As the last paragraph shows, that might feel effective to write, but it can get annoying to read.
Every time you edit a scene, you need to ask yourself if your story really needs it. (A scene is usually a sequence of events which ends with some kind of decisive change; something like the detective finds a new clue or the villain steals the McGuffin) You’ll be naturally reluctant to cut the scene - after all, you wrote it, it has that joke you like, and it’s the one where the heroine gets to show off her knife throwing skills - but what happens to your story if it just wasn’t there?
No, really, back up, and imagine your story without that scene. Does the knife throwing pay off later? If the reader doesn’t know your heroine can throw knives, does it affect the story at all? Is the joke funny enough to deserve a whole scene? If you cut the scene, will your beta readers even notice it’s missing?

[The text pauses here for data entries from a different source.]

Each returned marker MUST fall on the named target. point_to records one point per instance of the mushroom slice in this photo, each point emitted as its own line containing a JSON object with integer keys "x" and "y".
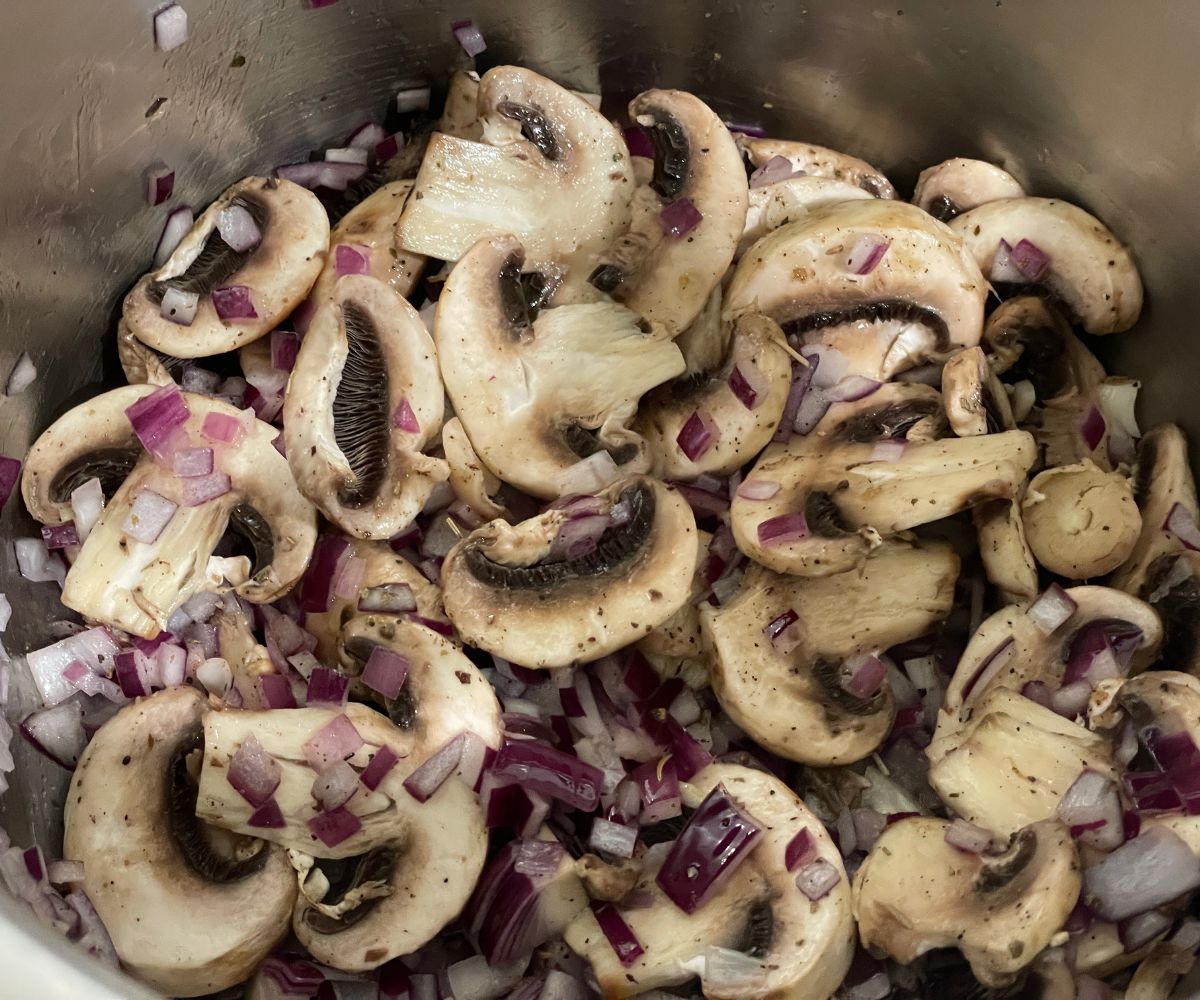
{"x": 804, "y": 946}
{"x": 786, "y": 201}
{"x": 551, "y": 171}
{"x": 664, "y": 275}
{"x": 555, "y": 590}
{"x": 823, "y": 280}
{"x": 538, "y": 393}
{"x": 832, "y": 507}
{"x": 191, "y": 911}
{"x": 778, "y": 648}
{"x": 1061, "y": 247}
{"x": 472, "y": 481}
{"x": 976, "y": 401}
{"x": 363, "y": 402}
{"x": 393, "y": 885}
{"x": 717, "y": 420}
{"x": 1013, "y": 761}
{"x": 1080, "y": 520}
{"x": 91, "y": 441}
{"x": 958, "y": 185}
{"x": 1009, "y": 650}
{"x": 364, "y": 241}
{"x": 136, "y": 586}
{"x": 387, "y": 576}
{"x": 277, "y": 271}
{"x": 916, "y": 892}
{"x": 817, "y": 161}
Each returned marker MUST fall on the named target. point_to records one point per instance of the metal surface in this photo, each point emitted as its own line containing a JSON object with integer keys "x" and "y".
{"x": 1087, "y": 101}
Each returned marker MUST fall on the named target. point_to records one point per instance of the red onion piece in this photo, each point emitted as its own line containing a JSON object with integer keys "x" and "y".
{"x": 1051, "y": 610}
{"x": 817, "y": 879}
{"x": 169, "y": 29}
{"x": 469, "y": 37}
{"x": 717, "y": 838}
{"x": 679, "y": 217}
{"x": 867, "y": 253}
{"x": 783, "y": 530}
{"x": 385, "y": 671}
{"x": 234, "y": 301}
{"x": 253, "y": 773}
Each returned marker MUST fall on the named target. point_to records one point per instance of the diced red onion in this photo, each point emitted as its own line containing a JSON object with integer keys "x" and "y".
{"x": 1051, "y": 610}
{"x": 234, "y": 301}
{"x": 817, "y": 879}
{"x": 679, "y": 217}
{"x": 253, "y": 773}
{"x": 717, "y": 838}
{"x": 469, "y": 37}
{"x": 171, "y": 28}
{"x": 772, "y": 172}
{"x": 385, "y": 671}
{"x": 867, "y": 253}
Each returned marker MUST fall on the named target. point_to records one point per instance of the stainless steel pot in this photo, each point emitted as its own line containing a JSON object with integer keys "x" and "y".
{"x": 1086, "y": 101}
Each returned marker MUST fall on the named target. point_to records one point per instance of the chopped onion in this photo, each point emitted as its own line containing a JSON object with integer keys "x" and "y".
{"x": 171, "y": 28}
{"x": 679, "y": 217}
{"x": 867, "y": 252}
{"x": 468, "y": 37}
{"x": 22, "y": 376}
{"x": 179, "y": 222}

The best evidence that you’ve written a scene that can’t be cut is that your story won’t work properly with it gone. The knife throwing is a setup that pays off in the final clash with the antagonist. The joke has a tragic counterpoint right before the finale. The reversal or turn at the end of the scene is pivotal to the story and the next several scenes won’t flow right without that moment. That’s when you know you’ve written something integral to the story - and more than that, something that your reader will likely enjoy, because it’s moving the story along in interesting ways.
So, brace yourself, and get out the scalpel, and cut until you’ve taken too much … and then put back only what you have to keep to make your story work.